The company that owns The Standard hotel chain, known for its boutique properties on New York’s High Line and London’s King Cross, is seeking to break the dominance of online booking platforms with the launch of a recommendations-based app that it describes as “the first social travel agency”.
Amar Lalvani, Standard International’s chief executive, said the app — called Benny (from the phrase “friends with benefits”) — would allow people to recommend rooms to friends at the best rate, earning a commission, and wresting bookings away from the internet giants that increasingly dominate the hotels business.
“We are launching a model that will be at the intersection of social media, the gig economy and travel,” Mr Lalvani told the Financial Times. “The way Airbnb made everybody a host and Uber made everyone a driver, we are going to develop a system that makes everybody a travel agent.”
Mr Lalvani said the initiative had received an investment of an undisclosed size from SWaN and Legend Venture Partners, which focuses on consumer businesses “primed for disruption”, and would be launching in October.
He said that the venture was a reaction to the rise of online booking sites such as Expedia and Orbitz, which because of their scale have eroded hoteliers’ profitability and prompted a wave of industry consolidation.
“No one has linked these things together yet,” Mr Lalvani said. “Online travel agents’ margins are significant, and this is a way to play in that space.”
Benny is the latest tech foray by Standard, which in 2016 launched One Night, a mobile app providing last-minute hotel rooms, and recently secured $5m of funding.
The Benny app launch is part of a broader expansion by the New York-based group, whose largest shareholder is the Thai property group Sansiri, which in 2017 paid $58m for a 35 per cent stake.

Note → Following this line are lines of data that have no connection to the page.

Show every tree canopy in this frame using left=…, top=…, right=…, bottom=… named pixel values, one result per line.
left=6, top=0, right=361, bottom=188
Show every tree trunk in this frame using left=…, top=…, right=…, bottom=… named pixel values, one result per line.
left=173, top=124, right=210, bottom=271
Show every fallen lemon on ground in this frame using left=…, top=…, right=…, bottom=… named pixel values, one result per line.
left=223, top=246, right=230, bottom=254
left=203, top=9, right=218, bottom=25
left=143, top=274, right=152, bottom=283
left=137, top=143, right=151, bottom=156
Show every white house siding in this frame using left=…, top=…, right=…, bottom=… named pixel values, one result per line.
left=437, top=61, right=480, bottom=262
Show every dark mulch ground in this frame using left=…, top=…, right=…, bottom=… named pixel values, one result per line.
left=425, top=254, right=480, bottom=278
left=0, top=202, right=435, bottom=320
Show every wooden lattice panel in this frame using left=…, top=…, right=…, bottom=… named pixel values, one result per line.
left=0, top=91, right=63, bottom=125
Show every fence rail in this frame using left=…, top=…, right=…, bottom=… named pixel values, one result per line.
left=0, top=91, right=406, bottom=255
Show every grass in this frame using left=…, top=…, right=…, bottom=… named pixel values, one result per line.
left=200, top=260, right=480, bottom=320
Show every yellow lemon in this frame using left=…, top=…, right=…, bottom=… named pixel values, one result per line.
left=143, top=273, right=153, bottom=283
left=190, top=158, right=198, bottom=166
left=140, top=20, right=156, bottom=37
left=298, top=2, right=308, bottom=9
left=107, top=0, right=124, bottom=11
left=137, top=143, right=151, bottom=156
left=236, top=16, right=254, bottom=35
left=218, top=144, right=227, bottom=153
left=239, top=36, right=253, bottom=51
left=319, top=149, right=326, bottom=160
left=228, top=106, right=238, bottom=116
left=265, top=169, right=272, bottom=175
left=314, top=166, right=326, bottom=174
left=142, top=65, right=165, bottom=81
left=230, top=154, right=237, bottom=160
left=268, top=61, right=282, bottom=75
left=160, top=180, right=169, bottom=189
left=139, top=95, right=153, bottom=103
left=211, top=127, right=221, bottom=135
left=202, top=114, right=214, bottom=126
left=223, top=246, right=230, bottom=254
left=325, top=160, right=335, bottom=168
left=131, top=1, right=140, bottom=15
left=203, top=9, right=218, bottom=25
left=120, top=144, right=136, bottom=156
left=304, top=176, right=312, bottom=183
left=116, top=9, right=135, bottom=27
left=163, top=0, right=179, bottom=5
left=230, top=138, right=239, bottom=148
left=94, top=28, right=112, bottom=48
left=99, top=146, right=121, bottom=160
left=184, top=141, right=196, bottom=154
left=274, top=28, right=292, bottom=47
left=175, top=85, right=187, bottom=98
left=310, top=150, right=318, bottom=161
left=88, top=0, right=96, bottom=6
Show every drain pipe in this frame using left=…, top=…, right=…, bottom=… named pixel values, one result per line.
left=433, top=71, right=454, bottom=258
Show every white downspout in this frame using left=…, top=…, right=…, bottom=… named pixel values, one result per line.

Sansiri at the time also took stakes in five other businesses, including a stake of less than 15 per cent in Monocle, the UK-based publishing and lifestyle group.
Standard on Wednesday laid out details of its plans for new properties at a business briefing in Bangkok. The group will open its seventh hotel in the Maldives by October, and has another 15 planned in cities including Chicago, Paris, Jakarta and Melbourne.
In London, the brand refurbished the Brutalist former Camden Town Hall Annex as its flagship property, which opened last month. Much of the expansion is in Asia, where Mr Lalvani said 60 per cent of the world’s millennials, soon to enter their peak earning years, were based.